If you believe you could be eligible to apply for a TI payment, call us on 1800 060 312 or email firstname.lastname@example.org.
Starting your claim
Once we’ve confirmed your eligibility to start the claims process, we’ll get some paperwork to you and ask for supporting documentation and other important information to help the process run smoothly. Initially you will need to provide us with:
- Your name and date of birth - Your member number would be helpful but is not required
- Details about your terminal illness - Details and the date of your diagnosis
There is no set time frame for how long an insurance claim takes.
Submit your application
Complete the forms we send you and return them along with all of the necessary supporting documents. These include, but aren’t limited to, forms to be completed by your treating doctor and specialists describing the nature and extent of your illness and medical reports and medical evidence that may support your application. Your eligibility to submit a claim will be assessed.
The Insurer will assess your application
The Insurer will use the information you provided when making an assessment. The insurer may also request relevant information from other sources, such as independent experts if this is required. You will be informed of any such steps taken to assess your claim. You may also be asked to provide further information such as further reports from your doctor(s).
The Insurer’s decision
Once your application has been assessed you’ll be advised whether it has been successful.

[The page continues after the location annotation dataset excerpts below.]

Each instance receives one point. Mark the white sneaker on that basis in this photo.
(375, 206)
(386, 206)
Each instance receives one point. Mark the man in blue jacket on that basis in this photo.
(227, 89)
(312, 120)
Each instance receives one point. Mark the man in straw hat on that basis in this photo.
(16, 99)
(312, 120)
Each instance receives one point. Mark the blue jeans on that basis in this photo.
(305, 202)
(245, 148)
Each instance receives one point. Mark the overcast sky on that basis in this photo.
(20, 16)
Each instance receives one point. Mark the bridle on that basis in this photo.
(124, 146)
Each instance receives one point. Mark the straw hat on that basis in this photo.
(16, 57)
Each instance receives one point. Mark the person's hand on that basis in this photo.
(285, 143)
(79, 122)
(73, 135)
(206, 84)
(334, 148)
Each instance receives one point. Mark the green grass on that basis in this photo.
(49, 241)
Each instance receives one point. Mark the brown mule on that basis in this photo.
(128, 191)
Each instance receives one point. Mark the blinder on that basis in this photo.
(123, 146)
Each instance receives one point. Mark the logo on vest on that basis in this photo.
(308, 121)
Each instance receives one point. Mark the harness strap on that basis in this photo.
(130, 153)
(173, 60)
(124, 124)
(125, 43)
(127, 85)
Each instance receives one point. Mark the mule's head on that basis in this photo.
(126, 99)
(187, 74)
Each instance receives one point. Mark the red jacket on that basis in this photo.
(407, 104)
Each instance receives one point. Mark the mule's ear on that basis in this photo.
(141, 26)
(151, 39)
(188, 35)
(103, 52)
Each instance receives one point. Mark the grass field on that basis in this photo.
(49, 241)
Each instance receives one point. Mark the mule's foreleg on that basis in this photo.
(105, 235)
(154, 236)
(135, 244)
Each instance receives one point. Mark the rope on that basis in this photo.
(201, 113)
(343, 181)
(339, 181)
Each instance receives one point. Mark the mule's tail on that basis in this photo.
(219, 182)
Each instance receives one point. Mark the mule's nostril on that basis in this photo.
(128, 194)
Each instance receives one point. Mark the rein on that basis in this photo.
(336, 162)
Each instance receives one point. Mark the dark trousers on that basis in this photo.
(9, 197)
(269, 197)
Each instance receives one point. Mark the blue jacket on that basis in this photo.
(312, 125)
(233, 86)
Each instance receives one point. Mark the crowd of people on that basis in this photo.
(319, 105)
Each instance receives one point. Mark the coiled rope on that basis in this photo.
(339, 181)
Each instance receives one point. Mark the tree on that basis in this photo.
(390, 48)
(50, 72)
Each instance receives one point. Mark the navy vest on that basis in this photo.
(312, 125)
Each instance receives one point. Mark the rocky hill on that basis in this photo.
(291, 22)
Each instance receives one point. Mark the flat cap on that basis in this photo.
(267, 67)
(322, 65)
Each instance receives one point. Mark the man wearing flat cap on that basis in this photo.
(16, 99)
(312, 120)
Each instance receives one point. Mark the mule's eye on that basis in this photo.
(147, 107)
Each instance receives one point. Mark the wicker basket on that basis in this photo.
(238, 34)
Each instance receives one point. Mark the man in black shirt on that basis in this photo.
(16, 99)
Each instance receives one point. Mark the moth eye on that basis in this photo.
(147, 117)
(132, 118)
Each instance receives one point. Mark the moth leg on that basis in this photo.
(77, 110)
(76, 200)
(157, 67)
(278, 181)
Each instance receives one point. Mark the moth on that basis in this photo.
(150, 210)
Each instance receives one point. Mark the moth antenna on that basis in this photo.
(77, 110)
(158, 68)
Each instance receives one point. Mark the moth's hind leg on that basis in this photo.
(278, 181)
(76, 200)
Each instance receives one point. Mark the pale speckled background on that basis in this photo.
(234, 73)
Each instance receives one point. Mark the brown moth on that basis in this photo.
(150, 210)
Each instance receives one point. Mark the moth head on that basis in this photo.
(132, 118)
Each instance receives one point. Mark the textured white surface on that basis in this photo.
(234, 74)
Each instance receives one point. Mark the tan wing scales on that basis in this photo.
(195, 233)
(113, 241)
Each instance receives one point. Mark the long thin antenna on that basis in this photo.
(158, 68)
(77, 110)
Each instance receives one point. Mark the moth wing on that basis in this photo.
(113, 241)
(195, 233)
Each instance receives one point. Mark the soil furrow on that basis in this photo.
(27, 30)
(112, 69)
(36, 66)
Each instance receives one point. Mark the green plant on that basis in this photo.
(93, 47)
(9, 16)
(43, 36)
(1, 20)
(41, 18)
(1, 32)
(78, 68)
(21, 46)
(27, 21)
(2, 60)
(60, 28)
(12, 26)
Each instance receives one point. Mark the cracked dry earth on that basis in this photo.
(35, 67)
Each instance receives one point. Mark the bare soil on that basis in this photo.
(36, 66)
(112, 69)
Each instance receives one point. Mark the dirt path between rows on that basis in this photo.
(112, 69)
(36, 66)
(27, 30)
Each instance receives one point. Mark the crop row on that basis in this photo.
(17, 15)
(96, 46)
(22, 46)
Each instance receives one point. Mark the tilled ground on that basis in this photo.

If your application is declined
If your application is declined, this generally means that the Insurer has not formed the opinion, based on all the evidence provided, that you meet the requirements for a Terminal Illness benefit to be paid. The insurer will explain its reasons for the decision and your application will be referred to the legalsuper Trustee. The Trustee has a responsibility to review the Insurer’s decisions, to ensure they are reasonable and meet the conditions set out in the legalsuper Trust Deed and insurance policy.
You also have the right to request that the legalsuper Trustee or the insurer to reconsider any decision to decline your claim, and this request can be accompanied with new evidence or further submissions as to why you consider you meet the conditions for payment of a TI benefit.
If your application is accepted
You will be required to give us instructions as to how to make payment to you.